John Craxton’s Sunlight, Joy and Colour On Show At Pallant House

John Craxton, Still Life with Sailors, 1980-1985

The artist John Craxton (1922-2009) was a contemporary and friend of Lucian Freud. The current exhibition, John Craxton: A Modern Odyssey, at Pallant House Gallery concentrates on his life and work.

The show is arranged chronologically portraying the artist’s life as an odyssey from his early life in pre-war Britain and culminating in his awakening in Greece.

John Craxton was born into a Bohemian, musical family in London. He lived in his imagination drawing on his fascination for the ancient and mythology, themes expressed in his art. As he struck out he produced a series of melancholic landscapes and was, to his annoyance, associated by many with the Neo-Romantic movement.
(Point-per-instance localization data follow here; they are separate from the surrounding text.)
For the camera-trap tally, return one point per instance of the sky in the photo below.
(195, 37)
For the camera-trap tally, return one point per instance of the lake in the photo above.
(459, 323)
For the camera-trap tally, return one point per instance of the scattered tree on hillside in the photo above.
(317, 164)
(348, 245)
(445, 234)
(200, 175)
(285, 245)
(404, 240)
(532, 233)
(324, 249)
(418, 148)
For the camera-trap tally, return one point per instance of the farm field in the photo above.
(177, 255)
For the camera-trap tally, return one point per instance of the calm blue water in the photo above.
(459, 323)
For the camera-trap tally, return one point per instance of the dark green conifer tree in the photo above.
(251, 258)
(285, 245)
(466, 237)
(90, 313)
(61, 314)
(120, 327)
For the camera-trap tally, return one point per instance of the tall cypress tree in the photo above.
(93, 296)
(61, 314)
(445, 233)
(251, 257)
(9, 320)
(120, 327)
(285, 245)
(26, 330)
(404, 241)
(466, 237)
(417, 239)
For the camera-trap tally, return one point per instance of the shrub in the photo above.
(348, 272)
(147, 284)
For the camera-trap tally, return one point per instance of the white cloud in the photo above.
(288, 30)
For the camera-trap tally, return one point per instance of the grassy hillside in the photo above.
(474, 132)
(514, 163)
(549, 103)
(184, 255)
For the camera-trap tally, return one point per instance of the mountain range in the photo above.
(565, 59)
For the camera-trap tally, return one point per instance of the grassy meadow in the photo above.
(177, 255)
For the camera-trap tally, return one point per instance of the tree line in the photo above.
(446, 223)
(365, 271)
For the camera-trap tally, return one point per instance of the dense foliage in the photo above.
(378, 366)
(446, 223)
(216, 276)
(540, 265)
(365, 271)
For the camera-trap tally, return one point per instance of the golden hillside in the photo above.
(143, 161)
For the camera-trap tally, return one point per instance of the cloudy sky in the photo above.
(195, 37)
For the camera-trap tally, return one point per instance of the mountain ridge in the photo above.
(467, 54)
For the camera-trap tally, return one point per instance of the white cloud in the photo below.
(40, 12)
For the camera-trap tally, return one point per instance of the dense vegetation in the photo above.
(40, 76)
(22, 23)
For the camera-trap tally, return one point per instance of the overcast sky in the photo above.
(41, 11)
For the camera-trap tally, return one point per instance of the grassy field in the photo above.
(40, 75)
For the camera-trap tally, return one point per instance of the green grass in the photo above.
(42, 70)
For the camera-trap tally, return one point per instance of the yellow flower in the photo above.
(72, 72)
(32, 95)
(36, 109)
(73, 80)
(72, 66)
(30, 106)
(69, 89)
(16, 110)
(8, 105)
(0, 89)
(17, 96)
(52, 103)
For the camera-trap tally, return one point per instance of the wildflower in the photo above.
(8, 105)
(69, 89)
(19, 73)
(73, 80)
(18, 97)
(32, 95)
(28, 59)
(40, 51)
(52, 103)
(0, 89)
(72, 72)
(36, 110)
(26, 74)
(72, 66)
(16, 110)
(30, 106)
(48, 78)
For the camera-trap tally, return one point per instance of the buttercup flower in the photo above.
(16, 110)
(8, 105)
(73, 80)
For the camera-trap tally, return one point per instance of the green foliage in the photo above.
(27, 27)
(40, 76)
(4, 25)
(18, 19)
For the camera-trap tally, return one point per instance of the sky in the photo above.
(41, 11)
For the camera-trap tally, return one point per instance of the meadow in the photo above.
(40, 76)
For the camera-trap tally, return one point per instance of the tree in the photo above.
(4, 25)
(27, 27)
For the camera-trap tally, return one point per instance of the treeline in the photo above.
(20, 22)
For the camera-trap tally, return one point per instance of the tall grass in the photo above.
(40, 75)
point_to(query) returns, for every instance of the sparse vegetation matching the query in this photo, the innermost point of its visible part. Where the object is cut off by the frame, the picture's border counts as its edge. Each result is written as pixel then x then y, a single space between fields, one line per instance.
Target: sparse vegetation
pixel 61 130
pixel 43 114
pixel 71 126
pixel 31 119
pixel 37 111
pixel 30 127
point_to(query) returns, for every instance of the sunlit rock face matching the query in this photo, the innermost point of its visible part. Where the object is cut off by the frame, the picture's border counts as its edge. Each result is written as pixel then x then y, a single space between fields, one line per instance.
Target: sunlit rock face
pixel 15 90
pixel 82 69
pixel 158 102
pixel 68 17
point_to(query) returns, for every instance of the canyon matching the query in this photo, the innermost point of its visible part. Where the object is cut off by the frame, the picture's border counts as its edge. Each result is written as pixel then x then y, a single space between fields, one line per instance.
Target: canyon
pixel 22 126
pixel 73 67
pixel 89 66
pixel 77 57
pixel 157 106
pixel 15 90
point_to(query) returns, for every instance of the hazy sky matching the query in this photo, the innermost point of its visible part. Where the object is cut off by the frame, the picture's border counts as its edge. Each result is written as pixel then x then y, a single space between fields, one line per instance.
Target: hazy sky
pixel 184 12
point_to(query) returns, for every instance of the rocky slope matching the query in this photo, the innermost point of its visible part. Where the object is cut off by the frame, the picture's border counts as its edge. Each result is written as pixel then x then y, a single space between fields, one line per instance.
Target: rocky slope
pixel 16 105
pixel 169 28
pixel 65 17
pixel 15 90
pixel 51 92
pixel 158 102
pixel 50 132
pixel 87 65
His early self portrait displays the introspective qualities and palette of much of his work from this earlier period.

John Craxton, Self Portrait, 1946-1947

The influences of his mentor Graham Sutherland and the inspiration of Picasso, who he met, began to permeate his paintings with an increasingly radiant palette.

Shortly after the end of the war, in 1946, Craxton’s odyssey finally arrived in Greece. He was accompanied by his rebellious friend and contemporary, the artist Lucian Freud. Once in Greece Craxton’s work began to be emblematic of his homosexuality the works filled with a new found freedom; a sense of joyous rebelliousness and liberation. The work is far less introspective. He painted portraits, life and the scenes around him. The paintings are inculcated with the influences of cubism and surrealism with bold outlines and vibrant colour. The resilience of the people and the animals in the landscape are often tinged with a breaking smile, perhaps reflecting Craxton’s state of mind.

Still Life with Three Sailors painted in the 1980s captures these qualities. It depicts three conscripted sailors seated at a table in a Cretan taverna on the harbourside. These later works draw on Greece’s layered creative history, myths, sculpture, Byzantine mosaics and Icons. The sailors are like mariners in a Greek myth far from home.

But it is the composition, palette and domesticity of the scene which delights. The wall notice behind them implores taverna dancers not to break the plates whilst being applauded with the words ‘No Breakage by Order’. There is a lightness and humour to Craxton’s signing of the cigarette packet and dating of the beer bottle.

It is in these later works that you find sunlight, joy and colour – the perfect antidote to our winter rain and grey weather.

John Craxton: A Modern Odyssey runs at Pallant House Gallery, Chichester until 21st April 2024.